In Manipur, I have seen people being more accepting of the community. Even straight guys have good relations with a trans-girl. It’s not a big issue there. But when it comes to Nagaland, Assam, Arunachal Pradesh, Tripura and Meghalaya, the patriarchal and stigmatised mindset of people leads to discrimination. Thus, the community is suffering.
People talk about modernity. But gender is in the mind. In every religious community and for all times, the transgender community has been a part of society. People call us ‘unnatural’, but the Rig Veda clearly says ‘what is unnatural is natural’. The problem is that present society is more interested in labelling us, and that’s because they are not sensitive to our issues and don’t want to discuss and open their minds.
Do you feel the need for gender sensitisation within the judiciary? Have you noticed any kind of prejudice or discrimination against separate sexual identities within the judiciary?

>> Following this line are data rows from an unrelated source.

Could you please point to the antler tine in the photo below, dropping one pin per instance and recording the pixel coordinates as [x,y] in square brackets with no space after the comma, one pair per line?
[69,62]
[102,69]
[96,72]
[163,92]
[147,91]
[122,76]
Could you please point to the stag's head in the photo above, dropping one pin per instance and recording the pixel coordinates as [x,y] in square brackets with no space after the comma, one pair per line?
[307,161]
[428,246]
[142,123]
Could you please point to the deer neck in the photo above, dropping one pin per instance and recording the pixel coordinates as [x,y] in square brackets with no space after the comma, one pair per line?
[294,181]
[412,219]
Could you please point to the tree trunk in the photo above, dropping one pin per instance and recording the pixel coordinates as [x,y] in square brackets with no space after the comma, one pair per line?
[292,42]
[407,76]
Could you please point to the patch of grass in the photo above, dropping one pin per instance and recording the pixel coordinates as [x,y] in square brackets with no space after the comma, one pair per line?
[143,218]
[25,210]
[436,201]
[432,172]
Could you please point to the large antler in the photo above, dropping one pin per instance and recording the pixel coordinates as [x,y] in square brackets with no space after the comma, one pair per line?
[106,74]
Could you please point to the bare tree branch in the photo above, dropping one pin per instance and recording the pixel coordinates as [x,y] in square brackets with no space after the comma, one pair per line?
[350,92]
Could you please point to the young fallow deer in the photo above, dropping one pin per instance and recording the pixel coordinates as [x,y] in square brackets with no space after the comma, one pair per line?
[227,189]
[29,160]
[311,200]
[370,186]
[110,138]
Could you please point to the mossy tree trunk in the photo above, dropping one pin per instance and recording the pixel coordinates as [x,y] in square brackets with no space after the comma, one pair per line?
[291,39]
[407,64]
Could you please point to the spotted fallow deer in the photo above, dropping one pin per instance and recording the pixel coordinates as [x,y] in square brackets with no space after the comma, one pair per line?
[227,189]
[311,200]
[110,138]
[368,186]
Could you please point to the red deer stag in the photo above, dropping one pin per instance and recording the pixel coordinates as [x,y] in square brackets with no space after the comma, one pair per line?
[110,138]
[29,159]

I do feel the need for gender sensitisation within the judiciary, because prior to the landmark NALSA judgment, there was a Guwahati High Court notification for a weekly workshop on various rights, including the rights of transgenders. But subsequently, both the High Court and lower judiciary have disobeyed the Supreme Court’s order on transgenders. For this, the community is suffering. Most new magistrates or aspiring judges are not even aware of the NALSA judgment, and what the guidelines are pertaining to transgender people. So proper sensitisation is required.
Another example is that the definition of ‘gender’ is limited to ‘male’ and ‘female’ in the Code of Criminal Procedure and the Indian Penal Code. There is no transgender quota. So how can a magistrate or judge prosecute transgenders under the CRPC and IPC? The system is paralysed. Such absence of laws shows the government and constitutional machinery are insensitive towards the transgender community. When I was arguing before the additional district judge in Kamrup, he asked in an open court that if a transgender will marry a man, how will they have intercourse. So what more can you expect from them?
Gender and sexuality beyond heteronormativity are often neglected issues among social and political activist groups in the Northeast. What do you feel can or should be done to bring these issues forward?
If a woman is raped or molested, you will find many educated or well-known activists coming out in protest and demanding justice for her. But if a transgender is sexually harassed, molested or murdered, no one speaks up. These are some of the things that should be evaluated and people sensitised about — only then will the ideology change.
Finally, do you think that a unified, collective movement is possible against all kinds of social oppression and discrimination?
Yes, a unified and collective struggle is necessary. But it should be systematic and not unruly. Then only it can achieve something.